Isıtma sistemini seçerken en kritik konu, toplam sahip olma maliyetidir: yatırım bedeli, yakıt/elektrik tüketimi, bakım ve sistem ömrü. Isı pompası, dış ortamdan (hava/su/toprak) ısı çekerek çalışan verimli bir çözümdür. Uygun koşullarda 1 birim elektrikle 3–5 birim ısı üretebilir (COP), bu da uzun vadede enerji giderlerini düşürür. Yerden ısıtma veya düşük sıcaklıklı radyatör gibi sistemlerle verimi daha da artar. Ayrıca doğalgaz altyapısı olmayan bölgelerde güçlü bir alternatiftir.
Klasik kazanlar (doğalgaz, LPG, fuel-oil vb.) ise ilk yatırımda daha erişilebilir olabilir ve yüksek sıcaklık ihtiyacı olan yapılarda hızlı tepki verir. Ancak yakıt fiyatlarına bağımlıdır; verim, cihaz tipine ve kullanım alışkanlıklarına göre değişir.
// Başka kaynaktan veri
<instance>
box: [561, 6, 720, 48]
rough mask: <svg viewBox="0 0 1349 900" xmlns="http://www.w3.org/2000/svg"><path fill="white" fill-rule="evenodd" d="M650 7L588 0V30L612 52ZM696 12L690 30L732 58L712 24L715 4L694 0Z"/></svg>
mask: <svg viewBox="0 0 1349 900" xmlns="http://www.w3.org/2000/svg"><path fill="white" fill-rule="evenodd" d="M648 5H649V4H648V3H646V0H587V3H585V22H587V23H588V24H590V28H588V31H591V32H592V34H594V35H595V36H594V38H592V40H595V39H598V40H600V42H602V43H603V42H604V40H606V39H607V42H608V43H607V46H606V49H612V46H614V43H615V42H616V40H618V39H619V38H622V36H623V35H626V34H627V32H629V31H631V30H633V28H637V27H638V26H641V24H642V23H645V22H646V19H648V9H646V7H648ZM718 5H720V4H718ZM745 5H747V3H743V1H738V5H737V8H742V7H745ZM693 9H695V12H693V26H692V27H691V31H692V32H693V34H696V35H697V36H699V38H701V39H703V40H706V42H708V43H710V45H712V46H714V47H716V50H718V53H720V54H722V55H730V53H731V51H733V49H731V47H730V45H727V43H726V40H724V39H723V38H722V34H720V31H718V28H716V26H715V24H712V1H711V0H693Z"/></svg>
Yoğuşmalı kazanlar daha tasarruflu olsa da, yine de fosil yakıt maliyeti ve emisyon dezavantajı bulunur.
Karar verirken binanın yalıtım seviyesi, ısı kaybı, iklim koşulları, elektrik birim fiyatı, mevcut tesisat (radyatör/yerde ısıtma) ve yatırım bütçesi birlikte değerlendirilmelidir. İyi yalıtımlı yapılarda ve düşük sıcaklıklı sistemlerde ısı pompası genellikle en ekonomik seçenek olurken, yüksek sıcaklık gereksinimlerinde doğru kazan seçimi hâlâ avantaj sağlayabilir.